Australians will vote ‘Yes’ or ‘No’ to a single line question, asking whether they agree to alter the 122-year old constitution to recognise the First Peoples. It will also create a body, called the Voice to Parliament, that can advise the government on matters affecting the Indigenous community.

Supporters believe the change will unite Australia and usher in a new era with its Indigenous people, who continue to be the most marginalised people in Australia. But polling trends indicate the ‘No’ vote is likely to succeed, which experts and human rights organisations fear could push back reconciliation efforts by years.

Conservatives argue the proposal divides Australia by race and gives special rights for Aboriginal people in Australia’s founding document.

Misinformation across social media has also sparked fear that the Voice – a purely advisory body – will be a third chamber of parliament, resulting in more federal aid to Aboriginal people, and land disputes between Indigenous and non-Indigenous people.

As the debate echoes across the nation, Aboriginal leaders, journalists, sports personalities and others have become targets of hate speech, with many quitting public discourse.

Nathan Allen, an Aboriginal lawyer at law firm Gilbert + Tobin in Sydney, said harmful rhetoric using racist tropes had gained traction across social media.

“We are talking about business owners, board members, lawyers and chartered accountants with extremely large reach and influence that have these racist and false narrative views, and they are spreading it with all of their energy,” Allen said.

‘NOT CHARITY’

The Uluru Statement from the Heart, a 2017 document that proposed the Voice to Parliament and set out a roadmap for Indigenous reconciliation with wider Australia, has called for the Voice to be followed with a treaty and a truth-telling process.

“The proposed constitutional amendment is not a charity, rather an obligation flowing from international human rights law,” Surya Deva, the United Nations Special Rapporteur on the Right to Development told Reuters in an interview.

In a letter to Australian authorities sent on Oct. 3, and not made public yet, the UN urged that the Voice be treated as only a first step towards the full implementation of the Uluru Statement and the UN Declaration on the Rights of Indigenous Peoples (UNDRIP), Deva said.

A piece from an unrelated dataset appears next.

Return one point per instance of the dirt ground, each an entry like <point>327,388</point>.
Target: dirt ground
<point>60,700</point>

The letter would be made public on Dec. 2 after giving time for Australia to respond.

“The referendum has created unfortunate social divisions in Australia and it might take time to heal these divisions. However, we can see a positive even in this negativity: the Voice has exposed the hidden discriminatory attitude towards the Indigenous Peoples,” Deva said.

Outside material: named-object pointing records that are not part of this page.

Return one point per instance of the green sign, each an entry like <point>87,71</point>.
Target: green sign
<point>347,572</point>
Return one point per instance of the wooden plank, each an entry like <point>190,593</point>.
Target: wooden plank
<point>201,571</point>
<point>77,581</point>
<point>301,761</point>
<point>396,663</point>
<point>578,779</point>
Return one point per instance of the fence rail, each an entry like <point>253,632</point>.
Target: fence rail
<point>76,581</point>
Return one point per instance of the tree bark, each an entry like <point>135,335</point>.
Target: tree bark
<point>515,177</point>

Unlike nations with similar histories like Canada and New Zealand, Australia has not formally recognised or reached a treaty with its First Peoples.

Indigenous Australians, who make up 3.8% of the population, have continued to endure discrimination long after Australia became a nation in 1901. Authorities often relocated Indigenous people from their traditional lands and forcibly separated Indigenous children, resulting in a “stolen generation” because of policies that ran from the mid-19th century to the 1970s.

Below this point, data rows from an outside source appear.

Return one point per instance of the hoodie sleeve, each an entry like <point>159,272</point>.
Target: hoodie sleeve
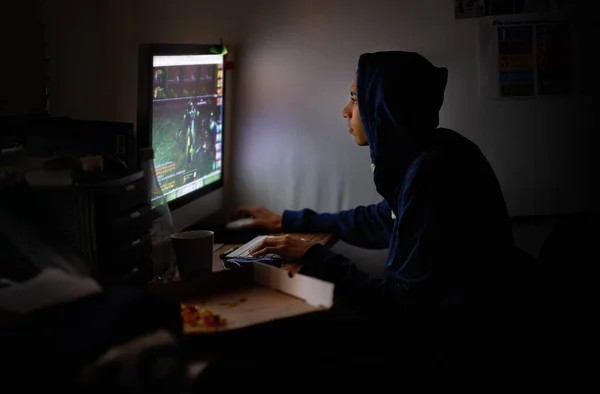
<point>434,228</point>
<point>365,226</point>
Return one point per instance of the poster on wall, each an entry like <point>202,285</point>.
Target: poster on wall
<point>515,61</point>
<point>481,8</point>
<point>525,59</point>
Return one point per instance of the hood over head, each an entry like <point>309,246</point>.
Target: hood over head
<point>399,98</point>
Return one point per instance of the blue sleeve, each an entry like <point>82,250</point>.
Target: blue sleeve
<point>367,227</point>
<point>436,250</point>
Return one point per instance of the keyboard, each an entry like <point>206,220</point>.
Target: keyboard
<point>243,251</point>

‘FOREBODING SENSE OF DREAD’

Some Indigenous and non-Indigenous leaders have asked for the referendum to be called off entirely, and the latest poll shows support for the Voice even from Indigenous voters is dropping. Most analysts expect the ‘No’ vote to prevail.

“The Voice will become yet another battleground for many Aboriginal voices to disagree, fall out and create division,” Jacinta Nampijinpa Price, an Indigenous woman and shadow Indigenous Affairs minister who is leading the ‘No’ campaign, said in a speech last month.

Prime Minister Anthony Albanese, a ‘Yes’ supporter, said he remained hopeful Australians would vote in favour of the proposal, but added he would not legislate the Voice if it was rejected.

Ian Hamm an Aboriginal man who chairs the First Nations Foundation, an Aboriginal rights organisation, said he felt his community’s voice was at risk of being silenced.

“I actually feel a sense of dread. If the polls are right, then it’s a foreboding sense of dread,” he said.